Roberts recommends reading Jeffrey St. Clair’s book, Born Under A Bad Sky (2008), which describes how corruption in the Park Service, the Forest Service and the Bureau of Land Management results in timber companies, mining companies, and cattle ranchers making money by plundering national forests and public lands. According to Roberts:

“The public subsidies provided to miners, loggers, and ranchers are as extravagant and as harmful to the public interest as the subsidies that the Federal Reserve and Treasury provide to the ‘banks too big to fail’.

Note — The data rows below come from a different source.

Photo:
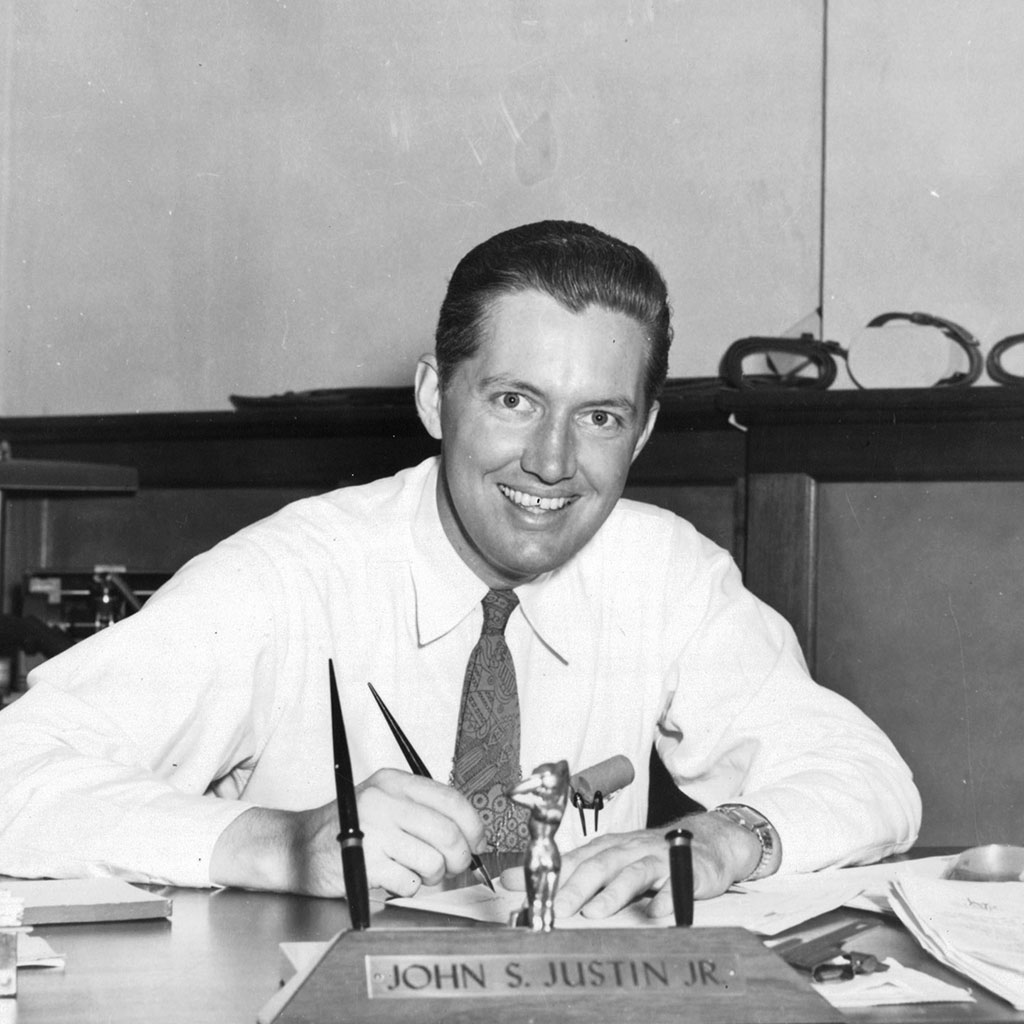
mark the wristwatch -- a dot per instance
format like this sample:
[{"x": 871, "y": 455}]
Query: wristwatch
[{"x": 753, "y": 821}]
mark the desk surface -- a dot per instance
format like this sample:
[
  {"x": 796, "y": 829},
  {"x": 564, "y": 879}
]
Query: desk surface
[{"x": 217, "y": 961}]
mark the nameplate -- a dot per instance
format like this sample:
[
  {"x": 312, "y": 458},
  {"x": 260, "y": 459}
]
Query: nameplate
[
  {"x": 513, "y": 976},
  {"x": 572, "y": 975}
]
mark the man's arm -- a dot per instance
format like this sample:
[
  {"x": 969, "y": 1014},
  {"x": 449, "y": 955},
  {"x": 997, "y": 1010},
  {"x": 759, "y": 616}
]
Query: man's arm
[{"x": 610, "y": 871}]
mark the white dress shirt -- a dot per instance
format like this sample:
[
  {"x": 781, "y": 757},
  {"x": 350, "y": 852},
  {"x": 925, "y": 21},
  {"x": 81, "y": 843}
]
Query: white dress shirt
[{"x": 135, "y": 749}]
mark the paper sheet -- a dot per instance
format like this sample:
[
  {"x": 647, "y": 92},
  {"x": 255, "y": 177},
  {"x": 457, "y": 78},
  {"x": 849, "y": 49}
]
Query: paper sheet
[
  {"x": 766, "y": 909},
  {"x": 975, "y": 927},
  {"x": 897, "y": 985}
]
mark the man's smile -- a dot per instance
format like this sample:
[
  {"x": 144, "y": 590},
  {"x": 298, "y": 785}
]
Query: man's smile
[{"x": 534, "y": 503}]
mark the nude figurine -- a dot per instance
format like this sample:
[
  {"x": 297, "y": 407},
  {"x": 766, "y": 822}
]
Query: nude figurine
[{"x": 545, "y": 793}]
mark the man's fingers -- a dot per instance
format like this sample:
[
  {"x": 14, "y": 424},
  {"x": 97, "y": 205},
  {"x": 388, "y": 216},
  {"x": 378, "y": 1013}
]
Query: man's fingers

“Progressives and libertarians need to read St. Clair’s accounts of how the Forest Service creates roads into trackless forests in order to subsidize timber companies’ felling of old growth forest and habitat destruction for endangered and rare species. Our romanticists need to learn how less valuable lands are traded for more valuable public lands in order to transfer wealth from the public to private hands. They need to learn that allowing ranchers to utilize public lands results in habitat destruction and the destruction of stream banks and aquatic life. They need to understand that the heads of the federal protective agencies them- selves are timber, mining, and ranching operatives who work for private companies and not for the public.

Americans of all persuasions need to understand that just as senators and representatives are bought and paid for by the military/security complex, Wall Street, and the Israel Lobby, they are owned also by mining, timber and ranching interests. … The public interest is nowhere in the picture. ”

Returning to the problem of the mine waste, Roberts said:

“The two largest reservoirs, Lake Mead and Lake Powell, are at 39% and 52% of capacity. The massive lakes on which the Western United States is dependent are drying up. And now Lake Powell is faced with receiving 3 million gallons of waste water containing arsenic, lead, copper, aluminium and cadmium. Wells in the flood plains of the polluted rivers are also endangered.

“The pollutants, which turned the rivers orange, flowed down the Animus River from Silverton, Colorado through Durango into the San Juan River in Farmington, New Mexico, a river that flows into the Colorado River that feeds Lake Powell and Lake Mead.

“All of this damage from one capitalist mine. ”

Finally, Roberts commented on the political dimension to the above. It seems that in November 2014 the U.S. republican Rep Chris Stewart (Utah) navigated a bill through the House which was ..

“ designed to prevent qualified, independent scientists from advising the Environmental Protection Agency (EPA). They will be replaced with industry affiliated choices, who may or may not have relevant scientific expertise, but whose pay-checks benefit from telling the EPA what their employers want to hear” [see ref.2]

According to Roberts, Rep. Stewart said it is a matter of balancing scientific facts with industry interests.

References:

  1. http://www.alternet.org/environment/epas-colorado-mine-spill-what-you-need-know?

  2. http://www.iflscience.com/environment/epa-barred-getting-advice-scientists

Source: Paul Craig Roberts website http://www.paulcraigroberts.org/2015/08/11/social-cost-capitalism-paul-craig-roberts/

Paul Craig Roberts has a PhD in economics from the Univ of Virginia, and is a voluminous author and blogger. He served for one year as Assistant Treasury Secretary for Economic Policy in the Reagan administration. He is a former editor and columnist for the Wall Street Journal, Business Week, and Scripps Howard News Service. During the 21st century, he has frequently published in Counterpunch, writing extensively about the effects of the Bush (and later Obama) administrations related to the War on Terror, which he says have destroyed the U.S. Constitution’s protections of citizens’ civil liberties, such as habeas corpus and due process.